Rana na moim karku krwawiła. Domyślałem się, że za chwile moje życie
może się fatalnie zmienić. Byłem nieśmiertelny tylko to ratowało mi
skórę. Damon nie był w stanie sam mnie pokonać. Wiedziałem, ze
zorganizuje grupe, która napewno wspólnie mnie powali. Zanim się
odwróciłem przede mną stała cała kampania: Damon, Samson, Kiba, Mack,
Killer, Aqus i Caspian. On też się ode mnie odwrócił.? Bardzo fajnie.
-Nie masz za grosz honoru, że chcesz atakować jednego w siódemkę. -powiedziałem.-Czyżby jestem dla ciebie za silny.?
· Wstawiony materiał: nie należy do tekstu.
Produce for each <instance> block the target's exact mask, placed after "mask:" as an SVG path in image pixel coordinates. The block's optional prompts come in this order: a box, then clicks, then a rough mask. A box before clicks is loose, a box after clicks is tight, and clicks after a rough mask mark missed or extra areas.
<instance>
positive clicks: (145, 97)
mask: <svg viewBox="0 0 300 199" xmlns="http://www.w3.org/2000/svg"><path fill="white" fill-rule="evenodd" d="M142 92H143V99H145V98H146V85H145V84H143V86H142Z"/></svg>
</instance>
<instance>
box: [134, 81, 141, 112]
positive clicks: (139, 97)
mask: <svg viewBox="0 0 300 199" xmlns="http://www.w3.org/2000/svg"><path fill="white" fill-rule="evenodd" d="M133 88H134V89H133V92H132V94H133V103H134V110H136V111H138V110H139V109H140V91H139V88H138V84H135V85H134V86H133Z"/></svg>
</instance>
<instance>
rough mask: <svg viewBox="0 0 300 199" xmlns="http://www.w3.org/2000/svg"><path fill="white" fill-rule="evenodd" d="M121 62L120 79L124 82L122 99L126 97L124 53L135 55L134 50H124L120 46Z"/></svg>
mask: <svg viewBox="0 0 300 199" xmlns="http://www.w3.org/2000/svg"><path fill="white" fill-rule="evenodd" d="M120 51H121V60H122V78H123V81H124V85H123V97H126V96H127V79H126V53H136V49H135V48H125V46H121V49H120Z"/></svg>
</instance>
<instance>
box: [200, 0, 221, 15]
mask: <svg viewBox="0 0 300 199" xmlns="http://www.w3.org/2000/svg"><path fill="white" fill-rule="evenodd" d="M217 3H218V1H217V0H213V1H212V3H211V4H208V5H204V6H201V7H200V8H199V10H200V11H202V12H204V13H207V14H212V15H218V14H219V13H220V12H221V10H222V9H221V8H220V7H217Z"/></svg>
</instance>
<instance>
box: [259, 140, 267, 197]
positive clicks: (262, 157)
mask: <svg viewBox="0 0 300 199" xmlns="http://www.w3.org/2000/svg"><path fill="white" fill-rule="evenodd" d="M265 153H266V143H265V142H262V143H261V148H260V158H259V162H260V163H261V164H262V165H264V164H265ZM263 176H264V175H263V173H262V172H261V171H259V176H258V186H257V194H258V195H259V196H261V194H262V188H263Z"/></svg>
-Nie jesteś w watasze, więc mam prawo cię zabić jak tylko
zechce.-odpowiedział. Widać, że moje słowa go mocno podenerwowały. -
Chcę się z Tobą sam rozprawić oni pomogli mi Ciebie wytropić i w razie
gdybyś zaprosił znajomych pomogli by walczyć przeciwko tobie. Możecie
już iść zostanie tu tylko Caspian, ja i Ayer.- powiedział Damon. Śmiałem
się złowieszczo. Idiotyczne było to,że ojczulek chce mnie powalić
trucizną oszałamiającą i myśli, że mój jad węża sobie z tym nie poradzi.
Ogromnie się mylił.
-Za co chcesz mnie zabić?- spytałem Damona.
-Za to, że wyniszczasz moją rodzinę!- wydarł się tak, że na pewno słyszał go cały las.
-Nie moja wina, że Bloodspill woli mnie od Was!- krzyknąłem. Jad płynął
mi po kłach. Czułem, że jest o wiele silniejszy niż ten, który miałem
wcześniej. Damon się widocznie oburzył. Więc rzucił się na mnie. Krew
lała się strumieniami. Byłem bardzij pogryziony niż Samiec Alfa. Jego
zęby były ostrzejsze i miał ich więcej,dlatego, że był pół smokiem. Ja
tez nie żałowałem kłów, Damon również krwawił w kilkunastu miejscach.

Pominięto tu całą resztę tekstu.